The Defendant’s Two Wills
77 The plaintiff submitted that the defendant’s actions in making two Wills, under which the plaintiff received a benefit, provided some assistance in my making an order in favour of the plaintiff. On 8 June 2000 the defendant made a Will. It appointed the plaintiff as one of three executors (along with the defendant’s brother and cousin). It gave to the plaintiff the properties at 26 Beaconsfield Drive, Burleigh Waters and 5 Fimmiston Place, Burleigh Waters, subject to any mortgage on them. There was a specific legacy to her brother of her half interest in 33 Grebe Place, Burleigh Waters, and of an additional $50,000. Her jewellery was given to her cousin, to be divided at his discretion between members of her immediate family. Her silverware, paintings, antiques and rugs were directed to be valued, and shared by lot equally between four people, one of whom was the plaintiff. Soon after, the plaintiff made a will leaving everything he owned to the defendant.
78 The plaintiff accepts that this first Will does not, of itself, lead to any conclusions, because at the time it was made the relationship was still on foot, and both parties were enthusiastic about it, and expecting it to last.
79 The defendant made another Will on 11 December 2001. This was a date after the end of the relationship, and at a time when the plaintiff had left for Europe. It no longer appointed the plaintiff as an executor.

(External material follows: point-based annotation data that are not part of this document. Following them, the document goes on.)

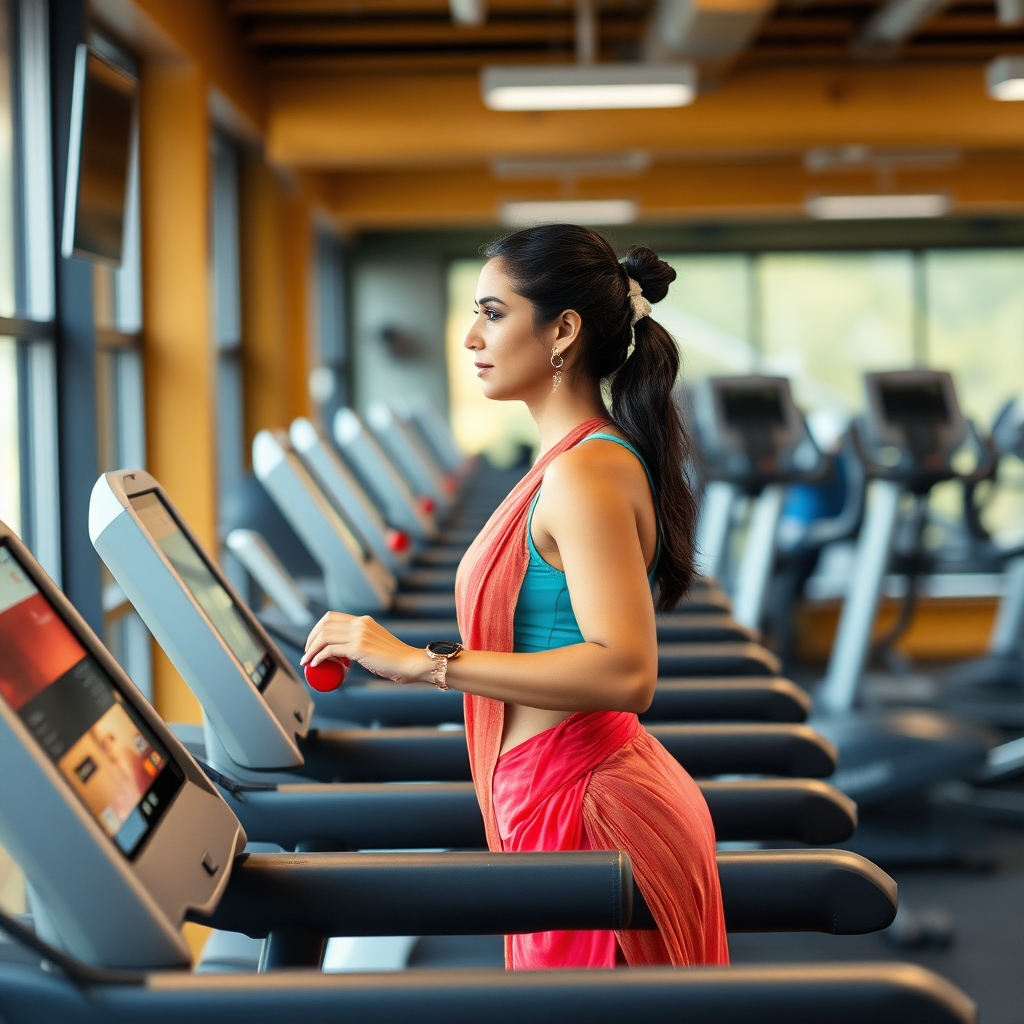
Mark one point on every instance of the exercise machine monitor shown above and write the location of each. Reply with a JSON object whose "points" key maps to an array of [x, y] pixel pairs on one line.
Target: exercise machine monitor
{"points": [[118, 830], [253, 701]]}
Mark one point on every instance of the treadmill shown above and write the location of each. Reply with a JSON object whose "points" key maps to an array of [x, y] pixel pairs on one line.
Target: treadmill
{"points": [[752, 440], [356, 582], [122, 839], [890, 761], [257, 715], [73, 721]]}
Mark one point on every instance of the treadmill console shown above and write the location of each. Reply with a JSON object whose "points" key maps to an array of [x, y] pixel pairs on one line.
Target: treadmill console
{"points": [[356, 580], [116, 827], [751, 431], [913, 419], [252, 698]]}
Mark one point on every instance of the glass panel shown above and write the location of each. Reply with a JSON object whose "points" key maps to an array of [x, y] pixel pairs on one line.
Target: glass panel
{"points": [[976, 331], [827, 318], [10, 474], [708, 312], [499, 428], [8, 303]]}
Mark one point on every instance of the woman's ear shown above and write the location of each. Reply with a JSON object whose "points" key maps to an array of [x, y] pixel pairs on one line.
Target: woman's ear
{"points": [[567, 329]]}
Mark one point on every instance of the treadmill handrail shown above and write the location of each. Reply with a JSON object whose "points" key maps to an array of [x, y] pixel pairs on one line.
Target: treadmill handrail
{"points": [[446, 815], [787, 993], [410, 754], [835, 892]]}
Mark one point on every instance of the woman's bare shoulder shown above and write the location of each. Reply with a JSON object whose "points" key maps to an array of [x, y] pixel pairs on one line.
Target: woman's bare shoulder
{"points": [[595, 466]]}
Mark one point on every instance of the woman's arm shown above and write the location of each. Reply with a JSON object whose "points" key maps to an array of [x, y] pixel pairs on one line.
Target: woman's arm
{"points": [[588, 510]]}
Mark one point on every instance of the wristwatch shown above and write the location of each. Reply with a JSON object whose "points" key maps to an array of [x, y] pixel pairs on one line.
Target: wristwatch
{"points": [[440, 652]]}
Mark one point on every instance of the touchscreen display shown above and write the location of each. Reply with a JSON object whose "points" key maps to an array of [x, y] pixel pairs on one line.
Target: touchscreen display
{"points": [[747, 408], [925, 402], [204, 586], [115, 764]]}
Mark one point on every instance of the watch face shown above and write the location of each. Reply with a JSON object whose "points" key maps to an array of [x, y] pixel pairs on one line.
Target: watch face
{"points": [[444, 647]]}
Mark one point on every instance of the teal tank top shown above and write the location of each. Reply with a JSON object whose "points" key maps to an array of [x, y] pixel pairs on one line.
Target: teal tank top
{"points": [[544, 617]]}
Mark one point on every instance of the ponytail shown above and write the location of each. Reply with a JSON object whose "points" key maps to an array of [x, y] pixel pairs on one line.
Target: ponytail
{"points": [[564, 266]]}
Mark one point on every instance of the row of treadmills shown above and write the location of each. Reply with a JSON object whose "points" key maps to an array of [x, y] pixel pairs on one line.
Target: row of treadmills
{"points": [[297, 824]]}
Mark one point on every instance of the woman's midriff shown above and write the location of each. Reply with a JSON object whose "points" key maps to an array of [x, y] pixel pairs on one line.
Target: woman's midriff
{"points": [[522, 724]]}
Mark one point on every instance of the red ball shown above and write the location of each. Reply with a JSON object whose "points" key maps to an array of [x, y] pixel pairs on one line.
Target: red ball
{"points": [[328, 675], [397, 541]]}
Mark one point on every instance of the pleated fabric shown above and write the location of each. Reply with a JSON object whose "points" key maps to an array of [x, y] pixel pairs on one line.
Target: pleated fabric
{"points": [[597, 780]]}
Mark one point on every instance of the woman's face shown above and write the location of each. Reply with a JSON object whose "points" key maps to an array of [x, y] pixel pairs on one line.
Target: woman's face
{"points": [[511, 354]]}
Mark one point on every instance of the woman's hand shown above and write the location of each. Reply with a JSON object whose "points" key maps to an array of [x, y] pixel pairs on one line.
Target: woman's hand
{"points": [[363, 640]]}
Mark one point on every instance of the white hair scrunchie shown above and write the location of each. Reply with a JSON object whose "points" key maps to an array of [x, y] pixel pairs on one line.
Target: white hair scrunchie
{"points": [[641, 307]]}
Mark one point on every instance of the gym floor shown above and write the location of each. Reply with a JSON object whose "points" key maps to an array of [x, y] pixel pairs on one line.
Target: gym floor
{"points": [[986, 951]]}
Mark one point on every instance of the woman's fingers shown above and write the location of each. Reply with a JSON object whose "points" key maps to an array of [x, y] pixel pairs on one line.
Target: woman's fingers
{"points": [[335, 650]]}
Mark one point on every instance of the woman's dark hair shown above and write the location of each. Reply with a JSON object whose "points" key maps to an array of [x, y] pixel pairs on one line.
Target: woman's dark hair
{"points": [[564, 266]]}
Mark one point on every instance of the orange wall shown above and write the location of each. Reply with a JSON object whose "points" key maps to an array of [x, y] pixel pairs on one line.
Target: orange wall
{"points": [[174, 170], [940, 629]]}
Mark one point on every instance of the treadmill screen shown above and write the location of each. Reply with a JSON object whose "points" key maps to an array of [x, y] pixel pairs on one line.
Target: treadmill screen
{"points": [[925, 402], [112, 760], [205, 587], [745, 408]]}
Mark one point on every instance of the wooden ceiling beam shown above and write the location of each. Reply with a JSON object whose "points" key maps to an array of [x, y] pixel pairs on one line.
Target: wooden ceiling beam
{"points": [[377, 8], [436, 33], [381, 121], [404, 64], [987, 183]]}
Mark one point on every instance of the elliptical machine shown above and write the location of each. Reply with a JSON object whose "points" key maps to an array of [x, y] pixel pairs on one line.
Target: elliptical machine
{"points": [[991, 688], [889, 761]]}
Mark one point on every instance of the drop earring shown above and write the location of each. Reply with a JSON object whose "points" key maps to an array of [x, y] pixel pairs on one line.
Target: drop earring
{"points": [[556, 361]]}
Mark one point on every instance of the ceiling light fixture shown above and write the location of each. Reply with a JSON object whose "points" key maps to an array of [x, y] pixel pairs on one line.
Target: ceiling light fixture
{"points": [[588, 87], [592, 166], [585, 211], [878, 207], [1005, 79]]}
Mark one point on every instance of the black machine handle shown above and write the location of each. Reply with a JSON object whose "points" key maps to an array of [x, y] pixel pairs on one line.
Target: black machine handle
{"points": [[987, 460], [426, 893], [752, 699], [832, 891], [395, 816], [795, 751], [411, 755], [791, 993], [770, 698], [780, 810]]}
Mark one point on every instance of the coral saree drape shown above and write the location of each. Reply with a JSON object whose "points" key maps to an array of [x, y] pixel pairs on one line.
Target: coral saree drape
{"points": [[595, 781]]}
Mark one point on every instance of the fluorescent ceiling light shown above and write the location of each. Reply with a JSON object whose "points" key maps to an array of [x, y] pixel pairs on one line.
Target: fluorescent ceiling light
{"points": [[592, 211], [596, 166], [877, 207], [588, 87], [1005, 79]]}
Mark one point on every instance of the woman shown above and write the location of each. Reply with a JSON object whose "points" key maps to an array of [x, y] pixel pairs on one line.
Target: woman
{"points": [[554, 595]]}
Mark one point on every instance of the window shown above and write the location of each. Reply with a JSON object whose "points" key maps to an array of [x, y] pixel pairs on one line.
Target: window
{"points": [[227, 313], [329, 384], [29, 499], [120, 399], [822, 320], [499, 428]]}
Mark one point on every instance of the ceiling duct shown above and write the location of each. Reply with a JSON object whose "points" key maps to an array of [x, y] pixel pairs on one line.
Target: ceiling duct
{"points": [[894, 23], [468, 11], [609, 165], [711, 33]]}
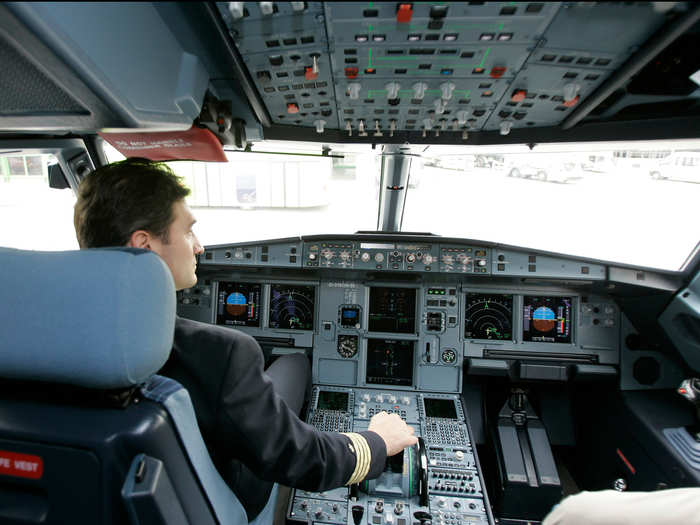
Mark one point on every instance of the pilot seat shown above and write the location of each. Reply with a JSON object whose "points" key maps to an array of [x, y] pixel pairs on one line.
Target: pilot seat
{"points": [[88, 433]]}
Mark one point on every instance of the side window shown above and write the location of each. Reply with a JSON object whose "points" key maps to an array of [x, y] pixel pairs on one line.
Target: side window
{"points": [[33, 215]]}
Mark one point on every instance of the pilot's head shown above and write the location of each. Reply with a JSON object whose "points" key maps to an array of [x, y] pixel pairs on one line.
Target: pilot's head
{"points": [[141, 204]]}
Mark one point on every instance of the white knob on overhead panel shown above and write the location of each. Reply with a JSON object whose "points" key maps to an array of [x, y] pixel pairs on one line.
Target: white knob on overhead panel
{"points": [[570, 91], [419, 90], [266, 8], [447, 88], [354, 90], [462, 117], [392, 90], [236, 9], [361, 128]]}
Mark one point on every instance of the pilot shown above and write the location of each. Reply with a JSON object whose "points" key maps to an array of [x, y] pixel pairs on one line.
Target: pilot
{"points": [[610, 507], [247, 416]]}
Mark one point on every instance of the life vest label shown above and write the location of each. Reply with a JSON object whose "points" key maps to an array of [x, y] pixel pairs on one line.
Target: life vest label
{"points": [[21, 465]]}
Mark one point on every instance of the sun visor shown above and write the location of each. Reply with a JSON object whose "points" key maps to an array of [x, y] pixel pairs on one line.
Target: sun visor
{"points": [[194, 144]]}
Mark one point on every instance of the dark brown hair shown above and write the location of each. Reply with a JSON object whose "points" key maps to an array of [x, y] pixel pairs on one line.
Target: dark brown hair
{"points": [[120, 198]]}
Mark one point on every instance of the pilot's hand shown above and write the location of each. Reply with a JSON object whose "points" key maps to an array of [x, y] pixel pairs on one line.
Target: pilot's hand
{"points": [[394, 431]]}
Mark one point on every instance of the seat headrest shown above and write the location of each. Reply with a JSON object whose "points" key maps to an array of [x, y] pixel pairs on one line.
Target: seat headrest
{"points": [[99, 318]]}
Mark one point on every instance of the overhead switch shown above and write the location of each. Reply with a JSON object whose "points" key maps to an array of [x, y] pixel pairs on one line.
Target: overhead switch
{"points": [[354, 90], [462, 117], [447, 88], [518, 95], [404, 13], [497, 71], [236, 9], [419, 90], [392, 90]]}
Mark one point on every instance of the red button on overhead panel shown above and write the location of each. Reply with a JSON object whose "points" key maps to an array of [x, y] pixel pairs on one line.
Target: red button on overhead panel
{"points": [[309, 73], [404, 13], [497, 72], [518, 95], [572, 102]]}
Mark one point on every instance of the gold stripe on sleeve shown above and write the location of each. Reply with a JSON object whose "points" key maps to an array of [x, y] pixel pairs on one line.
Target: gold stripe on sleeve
{"points": [[363, 457]]}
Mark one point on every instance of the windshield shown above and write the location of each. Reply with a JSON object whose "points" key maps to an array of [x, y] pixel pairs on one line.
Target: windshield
{"points": [[624, 202], [632, 202]]}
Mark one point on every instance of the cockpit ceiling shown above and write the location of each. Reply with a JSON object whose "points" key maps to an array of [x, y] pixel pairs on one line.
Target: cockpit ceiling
{"points": [[381, 70]]}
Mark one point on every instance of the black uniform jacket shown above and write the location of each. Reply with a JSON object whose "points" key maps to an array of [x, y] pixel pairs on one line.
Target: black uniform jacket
{"points": [[252, 436]]}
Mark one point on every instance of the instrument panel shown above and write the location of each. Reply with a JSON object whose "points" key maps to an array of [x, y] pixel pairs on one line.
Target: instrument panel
{"points": [[389, 333]]}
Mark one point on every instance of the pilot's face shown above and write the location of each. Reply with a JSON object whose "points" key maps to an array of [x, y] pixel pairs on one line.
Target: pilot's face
{"points": [[182, 247]]}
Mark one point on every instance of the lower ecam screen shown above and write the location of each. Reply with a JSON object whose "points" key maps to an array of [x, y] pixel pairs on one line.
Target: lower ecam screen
{"points": [[390, 362]]}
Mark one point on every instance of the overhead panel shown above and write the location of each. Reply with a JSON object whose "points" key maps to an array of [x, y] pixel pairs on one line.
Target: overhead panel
{"points": [[377, 68]]}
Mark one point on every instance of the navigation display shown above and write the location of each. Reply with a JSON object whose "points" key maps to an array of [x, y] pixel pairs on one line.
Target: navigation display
{"points": [[488, 316], [292, 306], [333, 400], [238, 304], [392, 310], [389, 362], [444, 408], [547, 319]]}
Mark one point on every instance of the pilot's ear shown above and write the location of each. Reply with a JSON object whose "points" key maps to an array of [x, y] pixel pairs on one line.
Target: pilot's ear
{"points": [[140, 239]]}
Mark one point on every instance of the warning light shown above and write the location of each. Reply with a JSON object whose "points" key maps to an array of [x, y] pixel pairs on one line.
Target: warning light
{"points": [[518, 95], [404, 13], [497, 72], [572, 102], [309, 73]]}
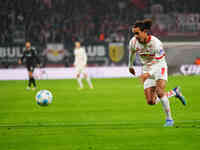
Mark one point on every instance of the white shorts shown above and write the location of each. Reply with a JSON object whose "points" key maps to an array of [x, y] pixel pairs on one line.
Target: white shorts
{"points": [[80, 69], [157, 71]]}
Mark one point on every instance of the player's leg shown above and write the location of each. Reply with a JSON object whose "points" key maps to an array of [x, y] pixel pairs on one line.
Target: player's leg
{"points": [[31, 77], [78, 77], [87, 77], [150, 92], [177, 93], [160, 90]]}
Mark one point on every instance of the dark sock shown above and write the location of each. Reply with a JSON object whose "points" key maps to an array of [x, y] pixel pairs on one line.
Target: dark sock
{"points": [[34, 83]]}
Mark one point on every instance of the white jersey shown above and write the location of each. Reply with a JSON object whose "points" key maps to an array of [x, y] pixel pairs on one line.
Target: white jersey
{"points": [[150, 53], [80, 57]]}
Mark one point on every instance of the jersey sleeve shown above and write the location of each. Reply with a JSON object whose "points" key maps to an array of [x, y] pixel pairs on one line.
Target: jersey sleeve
{"points": [[132, 51], [35, 54]]}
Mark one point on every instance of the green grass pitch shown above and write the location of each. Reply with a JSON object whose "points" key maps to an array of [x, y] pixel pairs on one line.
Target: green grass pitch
{"points": [[113, 116]]}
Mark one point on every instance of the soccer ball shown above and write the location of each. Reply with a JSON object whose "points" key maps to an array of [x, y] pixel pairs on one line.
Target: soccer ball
{"points": [[44, 98]]}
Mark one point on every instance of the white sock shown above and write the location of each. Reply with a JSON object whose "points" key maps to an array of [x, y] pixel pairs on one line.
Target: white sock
{"points": [[157, 100], [89, 82], [80, 82], [171, 93], [165, 103]]}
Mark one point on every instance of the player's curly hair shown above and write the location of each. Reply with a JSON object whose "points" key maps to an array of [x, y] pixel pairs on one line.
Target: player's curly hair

The only benefit it gave him was a pecuniary legacy of $150,000.
80 That legacy was revoked by a codicil which the defendant made in the early months of 2002, after the plaintiff had taken out proceedings for an apprehended violence order against her.
81 The plaintiff submits that the second Will, made when the relationship was over, is a significant admission. I agree that it is a significant admission that the defendant owed the plaintiff something, but I do not accept it as an admission that she owed him, then and there, $150,000. Even if the defendant did not change her Will before she died, there was no reason to believe she would die for many years, so the present value of the legacy would be much smaller than $150,000. Further, on the day that the plaintiff moved out of the house he asked the defendant whether she would pay him the $150,000 referred to in the Will at that time, and she refused. In these circumstances I do not regard the making of the second Will as of assistance in fixing a quantum.
82 In these circumstances, I order that the interests in property of the plaintiff and the defendant be adjusted by the defendant paying to the plaintiff the sum of $51,000.
83 Any argument about costs can occur by making an appointment, no later than 14 February 2005, with my Associate to fix a time for any such argument.